Indexing data for fast and efficient retrieval is one of the data preparation tasks in data science. MongoDB is the most commonly used NoSQL database and the fourth most commonly used database (relational or NoSQL). MongoDB is based on the BSON (binary JSON) document model.
Problem
MongoDB provides built-in full-text search capabilities but does not provide advanced indexing and search features.
Solution
Apache Solr is not designed to be primarily a data store, but is designed for indexing documents. Apache Solr is based on the high performance, full-featured text search engine Lucene. MongoLabs provides a Mongo Connector; using it, you can index MongoDB data in Apache Solr.
In this article we shall use the Mongo Connector to index MongoDB data in Apache Solr.
Setting the Environment
We have used Linux OS environment on Amazon Elastic Compute Cloud (EC2) for this article.
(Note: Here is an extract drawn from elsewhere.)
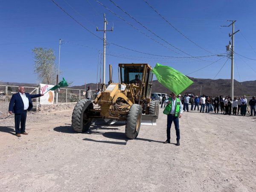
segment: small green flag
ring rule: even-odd
[[[54,90],[55,89],[57,89],[58,88],[64,87],[67,87],[68,86],[68,84],[67,83],[66,81],[66,80],[63,77],[62,78],[62,81],[58,83],[57,84],[55,85],[50,90]]]
[[[157,63],[152,73],[161,84],[176,95],[184,91],[194,83],[185,75],[168,66]]]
The following software is required for this article.
-Apache Solr
-MongoDB
-Mongo Connector
-Java
Create a directory /solr to install the software and set its permissions to global (777).
mkdir /solr
chmod 777 /solr
cd /solr
Download and extract the Apache Solr tgz file.
wget http://apache.mirror.vexxhost.com/lucene/solr/5.3.1/solr-5.3.1.tgz
tar -xvf solr-5.3.1.tgz
Download and extract the MongoDB tgz file.
curl -O http://downloads.mongodb.org/linux/ mongodb-linux-i686-3.0.6.tgz
tar -zxvf mongodb-linux-i686-3.0.6.tgz
Set environment variables for MongoDB, Apache Solr and Java in the bash script.
vi ~/.bashrc
export MONGODB_HOME=/solr/mongodb-linux-i686-3.0.6
export JAVA_HOME=/usr/lib/jvm/java-1.7.0-openjdk-1.7.0.75/jre
export SOLR_HOME=/solr/solr-5.3.1/server/solr
export SOLR_CONF=/solr/solr-5.3.1/server/solr/configsets/basic_configs/conf
export PATH=$PATH:$SOLR_HOME/bin:$JAVA_HOME/bin:$MONGODB_HOME/bin
The bash script ~/.bashrc is shown in vi.
Installing the Mongo Connector
To install the Mongo Connector run the following command.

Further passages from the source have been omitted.